Vincenzo Sgambato

Personal information
- Date of birth: 27 January 1988 (age 38)
- Place of birth: Avellino, Italy
- Position: Right-back

Youth career
- Napoli
- 2004–2006: Internazionale
- 2006–2007: Lecce
- 2007–2008: Benevento

Senior career*
- Years: Team / Apps / (Gls)
- 2008–2010: Benevento / 1 / (0)
- 2009: → Vibonese (loan) / 11 / (0)
- 2009–2010: → Foggia (loan) / 14 / (0)
- 2010–2013: Gavorrano / 43 / (0)
- 2013: Melfi / 3 / (0)
- 2013–2014: Deruta / 11 / (0)
- 2013–2014: Civitanovese / 15 / (0)
- 2014: Pomigliano / 6 / (0)
- 2014–2015: Chieti / 18 / (0)

International career
- 2004: Italy U-16 / 5 / (0)
- 2004: Italy U-17 / 2 / (0)
- 2005: Italy EYOF team / 3 / (0)

Managerial career
- 2021–2022: Finale
- 2022–2023: Genoa U18 (assistant manager)
- 2023–: Genoa U19 (assistant manager)

Medal record
Men's Football
Representing Italy
European Youth Olympic Festival
| Silver medal – second place | 2005 Lignano Sabbiadoro | Team competition |

= Vincenzo Sgambato =

Italian footballer (born 1988)

Vincenzo Sgambato (born 27 January 1988) is an Italian footballer.

==Biography==
Born in Avellino, Campania, Sgambato started his career at Campanian side Napoli. After the Naples club went bankrupt, he joined Internazionale. In the first season he was the right-back of Allievi Nazionali under-17 team. In the next season he was promoted to Berretti under-18 team (B team of under-20 age group) His only appearances with the first team was a friendly during international fixture. Roberto Mancini fielded players without international duty against Swiss side Lugano.

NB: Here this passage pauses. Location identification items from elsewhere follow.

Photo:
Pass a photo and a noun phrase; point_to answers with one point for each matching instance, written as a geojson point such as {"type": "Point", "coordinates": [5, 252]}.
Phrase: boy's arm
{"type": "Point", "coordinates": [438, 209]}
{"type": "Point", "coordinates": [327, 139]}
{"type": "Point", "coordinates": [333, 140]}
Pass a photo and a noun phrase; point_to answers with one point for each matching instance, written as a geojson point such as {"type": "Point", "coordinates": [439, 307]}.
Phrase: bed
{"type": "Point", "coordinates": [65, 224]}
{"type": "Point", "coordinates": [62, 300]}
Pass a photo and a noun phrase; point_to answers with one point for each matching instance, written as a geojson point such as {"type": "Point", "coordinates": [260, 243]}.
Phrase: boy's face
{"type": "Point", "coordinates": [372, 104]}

He was transferred to Lecce in August 2006. He played a season in Primavera under-20 team before returned to Campania for Benevento. However he only played once in 2007–08 Serie C2 and played for Benevento's Berretti team as overage player in 2008–09 season. In January 2009 he was loaned to Vibonese and on 10 July loaned to Foggia as part of Ivan Pedrelli's deal.

In mid-2010 he was signed by Seconda Divisione newcomer Gavorrano and made his official debut on 18 August 2010, the first round of 2010–11 Coppa Italia Lega Pro. He also started for Gavorrano in the second cup match and the first round of the league. However he was rested in the third and fourth cup game, the mid-week fixture. That season he made a career high of 28 official appearances. He was suspended twice: 2 matches for being sent off in round 4 and one match for the fourth caution of the season in round 26. He was rested in the last round (the thirty).

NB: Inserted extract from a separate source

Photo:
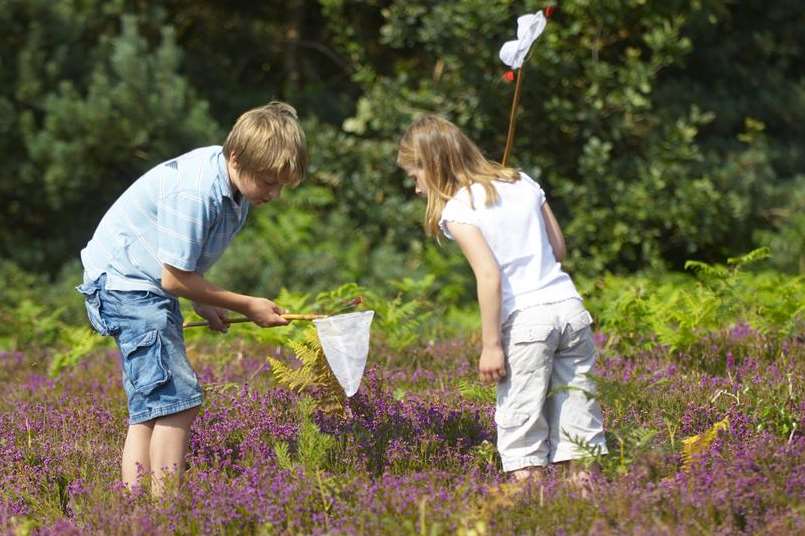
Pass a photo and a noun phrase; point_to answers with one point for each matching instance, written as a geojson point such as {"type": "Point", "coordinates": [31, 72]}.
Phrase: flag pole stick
{"type": "Point", "coordinates": [513, 116]}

On 1 February 2013 he was signed by Melfi; He did not play any game in the first half of 2012–13 season for Gavorrano.

===International career===
Sgambato received a few cap from Italy U-16 and U-17 team in friendlies to prepare for 2005 UEFA European Under-17 Football Championship, which only born in 1988 or after would eligible. Italy qualified as host. He was not selected to the final tournament, but selected to 2005 European Youth Olympic Festival from FIGC for born 1988/1989 mixed team. He played all three matches, finished as the runner-up.